All that I am now, can be distilled into that single moment when my mum, sobbing, gently put me down, onto the cold hard concrete floor and left.

I would spend the next 12 years travelling to and fro to the same school on the train and got used to the sick feeling of dread that came with every journey back after the long summer holidays.

The Bishop's Palace stands tall and red bricked, opposite Ely Cathedral which you can just see. I can still map the interior space, as it was when I attended there as a child.
The building, that I knew as the Palace School, is still there, having seen many reincarnations. Every window, tells a story!

We often shared the train with kids going back to King’s, a private school in Ely and I remember thinking then, how we were worlds apart. Ironically, the Palace was taken over by King’s some years ago and is now an ‘independent school’

Only now, as a parent myself, can I appreciate how hard it must have been for my mum and my family to let me go at the beginning of each new term.

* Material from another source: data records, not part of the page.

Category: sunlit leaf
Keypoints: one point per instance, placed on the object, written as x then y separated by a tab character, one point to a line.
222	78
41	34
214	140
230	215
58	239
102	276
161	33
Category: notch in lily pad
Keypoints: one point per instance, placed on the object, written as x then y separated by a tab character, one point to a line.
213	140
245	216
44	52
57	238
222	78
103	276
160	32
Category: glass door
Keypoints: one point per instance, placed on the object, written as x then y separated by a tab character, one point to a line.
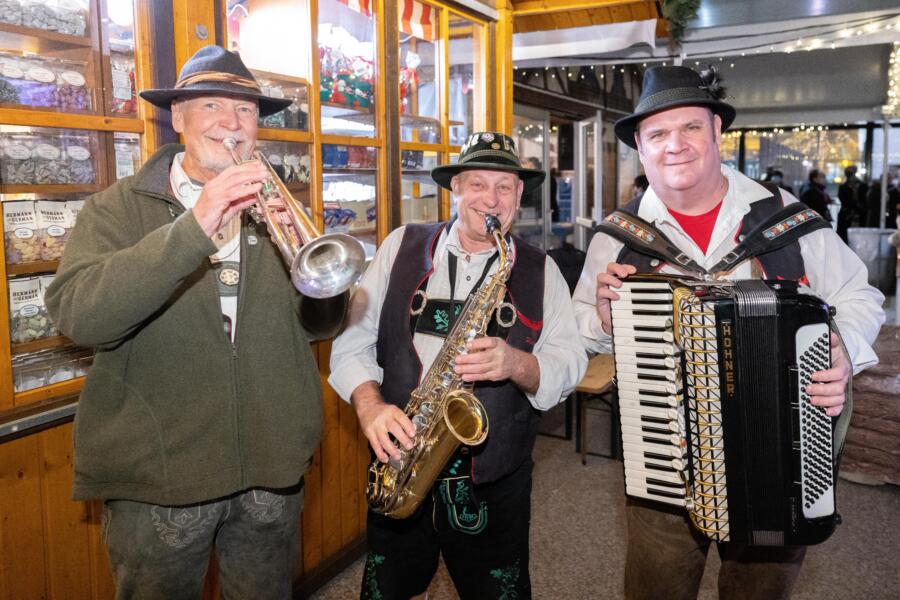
586	182
530	132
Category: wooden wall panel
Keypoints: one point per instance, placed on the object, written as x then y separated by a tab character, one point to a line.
102	585
23	570
66	523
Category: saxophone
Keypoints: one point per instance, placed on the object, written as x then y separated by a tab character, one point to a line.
443	408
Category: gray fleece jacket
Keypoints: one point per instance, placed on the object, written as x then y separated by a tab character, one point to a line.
172	411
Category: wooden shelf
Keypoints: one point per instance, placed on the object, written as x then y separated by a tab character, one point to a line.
55	341
87	188
39	266
260	74
359	111
38	41
47	392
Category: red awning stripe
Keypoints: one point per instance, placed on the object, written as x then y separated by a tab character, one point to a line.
417	19
363	7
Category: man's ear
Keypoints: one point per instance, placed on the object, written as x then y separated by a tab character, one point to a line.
177	116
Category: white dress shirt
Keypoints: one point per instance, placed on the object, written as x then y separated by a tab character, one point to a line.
558	350
835	273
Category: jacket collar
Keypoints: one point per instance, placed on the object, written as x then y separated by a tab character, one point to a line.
153	178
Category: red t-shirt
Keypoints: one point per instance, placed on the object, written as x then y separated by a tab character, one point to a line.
699	227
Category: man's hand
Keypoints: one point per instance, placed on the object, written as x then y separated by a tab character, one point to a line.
492	359
828	386
613	277
379	420
227	194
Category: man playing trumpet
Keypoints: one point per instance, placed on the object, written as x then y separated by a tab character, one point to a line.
477	513
203	407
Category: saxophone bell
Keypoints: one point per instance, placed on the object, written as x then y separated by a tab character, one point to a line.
321	266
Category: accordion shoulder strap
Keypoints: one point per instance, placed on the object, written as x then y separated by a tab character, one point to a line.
642	237
782	228
842	423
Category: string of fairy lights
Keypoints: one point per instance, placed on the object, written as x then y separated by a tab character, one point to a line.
829	39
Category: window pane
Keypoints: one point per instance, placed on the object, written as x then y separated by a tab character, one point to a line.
420	192
420	89
347	68
466	98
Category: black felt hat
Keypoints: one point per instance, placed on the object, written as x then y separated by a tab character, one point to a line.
492	151
671	87
215	71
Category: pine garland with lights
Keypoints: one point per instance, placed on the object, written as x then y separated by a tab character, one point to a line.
679	13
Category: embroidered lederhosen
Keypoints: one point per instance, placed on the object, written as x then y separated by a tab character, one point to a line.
513	421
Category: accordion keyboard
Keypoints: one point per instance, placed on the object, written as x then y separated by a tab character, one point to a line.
648	374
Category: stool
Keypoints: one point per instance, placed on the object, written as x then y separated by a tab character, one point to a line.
596	392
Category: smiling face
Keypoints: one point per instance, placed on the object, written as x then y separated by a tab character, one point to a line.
480	192
208	120
679	149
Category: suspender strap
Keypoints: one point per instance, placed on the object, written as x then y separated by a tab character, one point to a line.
642	237
781	229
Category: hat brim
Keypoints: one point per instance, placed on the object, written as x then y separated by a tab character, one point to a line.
163	97
626	126
531	178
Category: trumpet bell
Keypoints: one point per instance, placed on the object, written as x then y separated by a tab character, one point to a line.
328	265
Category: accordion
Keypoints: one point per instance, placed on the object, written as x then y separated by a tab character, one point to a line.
711	378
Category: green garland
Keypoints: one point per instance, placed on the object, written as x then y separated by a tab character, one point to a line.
679	13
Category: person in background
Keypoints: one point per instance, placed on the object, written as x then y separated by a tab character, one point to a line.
204	406
815	195
777	177
477	514
701	205
852	195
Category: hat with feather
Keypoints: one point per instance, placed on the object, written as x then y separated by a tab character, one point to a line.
671	87
214	71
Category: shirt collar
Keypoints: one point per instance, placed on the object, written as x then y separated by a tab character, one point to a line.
186	189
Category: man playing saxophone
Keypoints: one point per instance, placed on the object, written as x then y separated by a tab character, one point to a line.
477	514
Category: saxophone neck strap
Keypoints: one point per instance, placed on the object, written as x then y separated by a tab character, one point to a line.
781	229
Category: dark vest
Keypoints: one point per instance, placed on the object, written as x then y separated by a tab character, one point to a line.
512	421
784	263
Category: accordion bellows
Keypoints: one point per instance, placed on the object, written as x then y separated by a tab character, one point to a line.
714	416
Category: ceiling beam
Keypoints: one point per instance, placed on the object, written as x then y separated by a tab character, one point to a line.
542	7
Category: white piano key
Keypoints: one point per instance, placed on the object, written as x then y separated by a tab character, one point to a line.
641	473
669	414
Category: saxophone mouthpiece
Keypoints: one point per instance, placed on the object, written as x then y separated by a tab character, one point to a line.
491	223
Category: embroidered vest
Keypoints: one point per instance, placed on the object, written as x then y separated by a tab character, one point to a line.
512	420
784	263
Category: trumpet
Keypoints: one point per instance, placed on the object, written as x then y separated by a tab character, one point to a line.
321	266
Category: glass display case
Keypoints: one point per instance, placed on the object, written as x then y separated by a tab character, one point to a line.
466	75
272	39
347	68
76	59
420	193
420	86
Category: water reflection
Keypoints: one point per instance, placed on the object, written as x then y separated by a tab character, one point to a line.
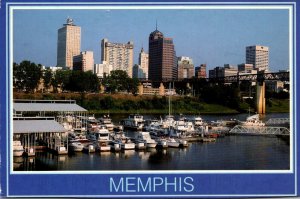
228	153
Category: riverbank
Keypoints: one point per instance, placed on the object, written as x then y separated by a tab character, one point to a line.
126	103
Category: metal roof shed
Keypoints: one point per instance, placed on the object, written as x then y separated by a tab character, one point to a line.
47	107
37	126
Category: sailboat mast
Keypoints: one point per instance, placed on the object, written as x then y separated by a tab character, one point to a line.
170	99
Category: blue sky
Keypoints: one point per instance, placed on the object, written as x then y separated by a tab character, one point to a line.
215	37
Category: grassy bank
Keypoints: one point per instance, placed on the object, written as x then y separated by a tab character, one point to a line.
278	106
126	103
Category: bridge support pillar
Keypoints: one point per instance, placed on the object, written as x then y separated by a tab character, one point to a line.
161	89
260	98
140	89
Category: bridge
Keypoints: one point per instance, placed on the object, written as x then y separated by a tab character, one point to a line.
253	130
278	121
260	78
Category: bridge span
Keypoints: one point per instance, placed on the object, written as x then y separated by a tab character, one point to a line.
264	130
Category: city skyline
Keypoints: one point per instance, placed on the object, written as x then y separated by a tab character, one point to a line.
212	37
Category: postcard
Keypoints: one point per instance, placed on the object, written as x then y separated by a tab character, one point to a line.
149	99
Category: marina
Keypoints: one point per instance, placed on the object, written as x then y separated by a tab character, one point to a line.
72	135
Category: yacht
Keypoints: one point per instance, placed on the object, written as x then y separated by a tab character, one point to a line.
18	149
146	138
253	121
75	146
89	148
106	121
125	142
103	146
198	121
162	143
92	122
99	134
135	122
172	143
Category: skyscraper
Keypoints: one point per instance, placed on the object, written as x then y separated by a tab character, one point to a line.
144	64
120	56
162	59
258	56
68	44
200	71
186	68
84	61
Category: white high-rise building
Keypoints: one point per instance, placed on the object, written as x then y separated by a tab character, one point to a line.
103	69
120	56
84	61
68	44
143	64
258	56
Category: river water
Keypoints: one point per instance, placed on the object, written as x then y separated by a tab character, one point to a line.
228	153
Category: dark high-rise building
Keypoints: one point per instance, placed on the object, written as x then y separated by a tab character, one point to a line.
200	71
162	58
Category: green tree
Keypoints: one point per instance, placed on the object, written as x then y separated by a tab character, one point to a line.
119	80
47	77
61	79
27	75
83	82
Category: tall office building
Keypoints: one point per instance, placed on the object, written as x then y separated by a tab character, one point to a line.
258	56
245	67
120	56
186	69
68	44
143	64
102	70
200	71
162	59
84	61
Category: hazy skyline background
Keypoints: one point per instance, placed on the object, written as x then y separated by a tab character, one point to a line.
214	37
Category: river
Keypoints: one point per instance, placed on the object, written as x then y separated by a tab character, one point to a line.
228	153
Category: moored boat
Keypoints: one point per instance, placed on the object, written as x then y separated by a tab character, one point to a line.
75	146
134	121
146	138
18	148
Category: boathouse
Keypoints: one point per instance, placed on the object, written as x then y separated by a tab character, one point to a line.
65	112
37	132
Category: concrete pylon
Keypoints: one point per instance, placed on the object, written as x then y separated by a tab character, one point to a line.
140	89
102	88
260	98
161	89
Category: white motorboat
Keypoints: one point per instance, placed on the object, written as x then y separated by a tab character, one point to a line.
75	146
106	121
253	121
103	146
18	149
198	121
92	122
183	143
99	134
90	148
140	145
115	145
162	143
173	143
126	142
134	121
146	138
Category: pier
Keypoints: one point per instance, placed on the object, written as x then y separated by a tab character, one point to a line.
46	122
278	121
261	130
31	130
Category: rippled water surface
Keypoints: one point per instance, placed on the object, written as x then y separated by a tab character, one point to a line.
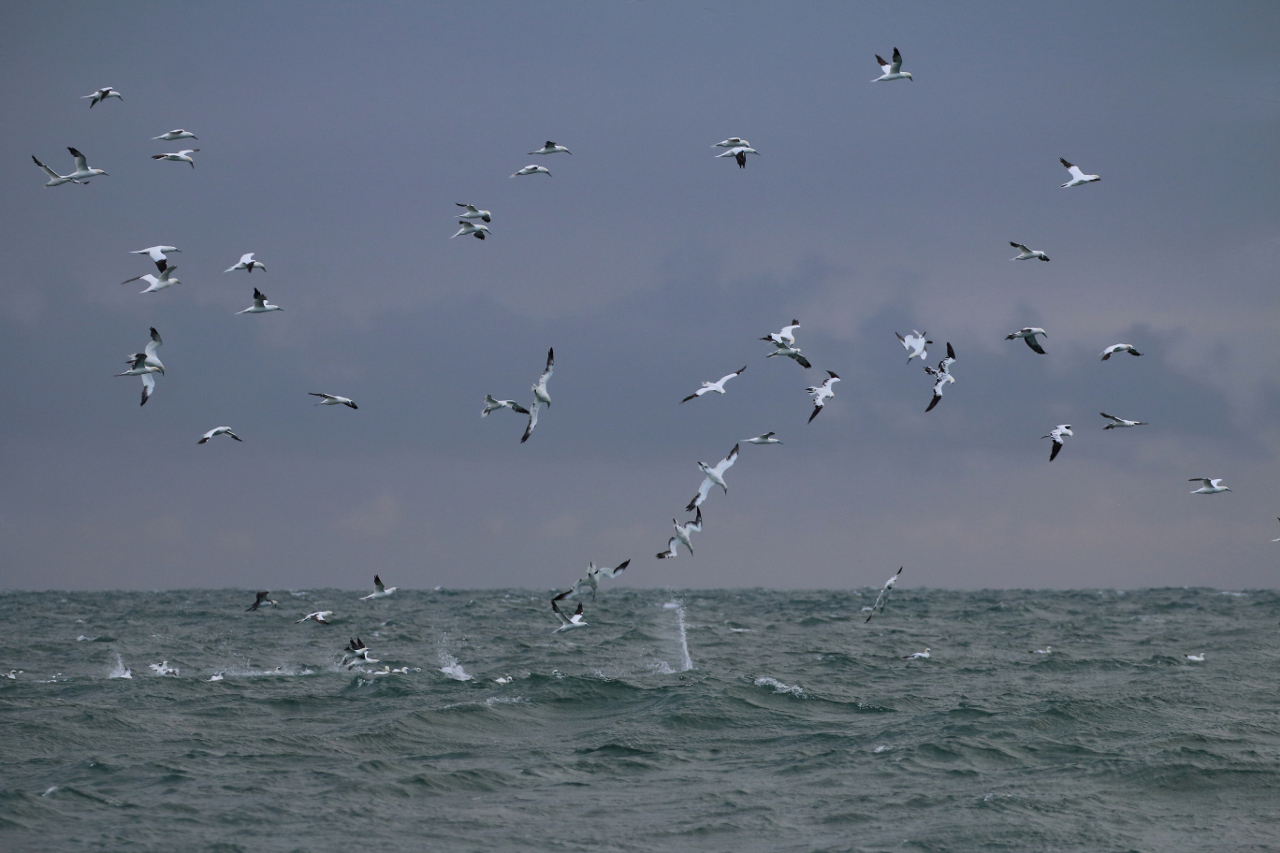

This poem is dedicated to all the disabled children and their parents, who, like me, had to travel far away from home to be institutionalized and receive a second class education.

Let history remember us!

September Rain

School socked legs pound dew covered pavements
As summer swings stand silent, in the park
And the arc between child and adult narrows
With each marching year that passes,

Leaves burn on trees then fly away on the snappy breeze
To be chased by cars on their dreary-eyed morning
Commute to work; longing for the next opportunity to
Shirk the dreariness of nine to five.

Trains fill with blazers shouting grammar
And privilege in ‘silent only’ carriages,
Where hat-less people smoke,
Much less than they did, when I was young.
   
                                                  
                                              When I was a kid

The summer holidays felt luxuriously long.
Until September pulled my Paddington suitcase
From under the bed and folded name tagged
Pants and vests with sad resigned gentleness.

Then I would feel my heart churn and twist
Deep within my childish chest and I cried for time
To rewind and be lived again.
Fifty years on, those feelings, they still come
Brought on by the harsh September rain.

Black and white photograph of 3 disabled girls smiling at the camera. A group of ten suited men standing behind them, looking quite paternalistic.
This photograph must have been taken early 70s, at school. It is the only one I have. I don”t remember the girl on the left but I think the girl in the middle was called Maria and I am on the right. I must have been about 6 years old. I think the suited men behind us were presenting the school with a donation of some kind.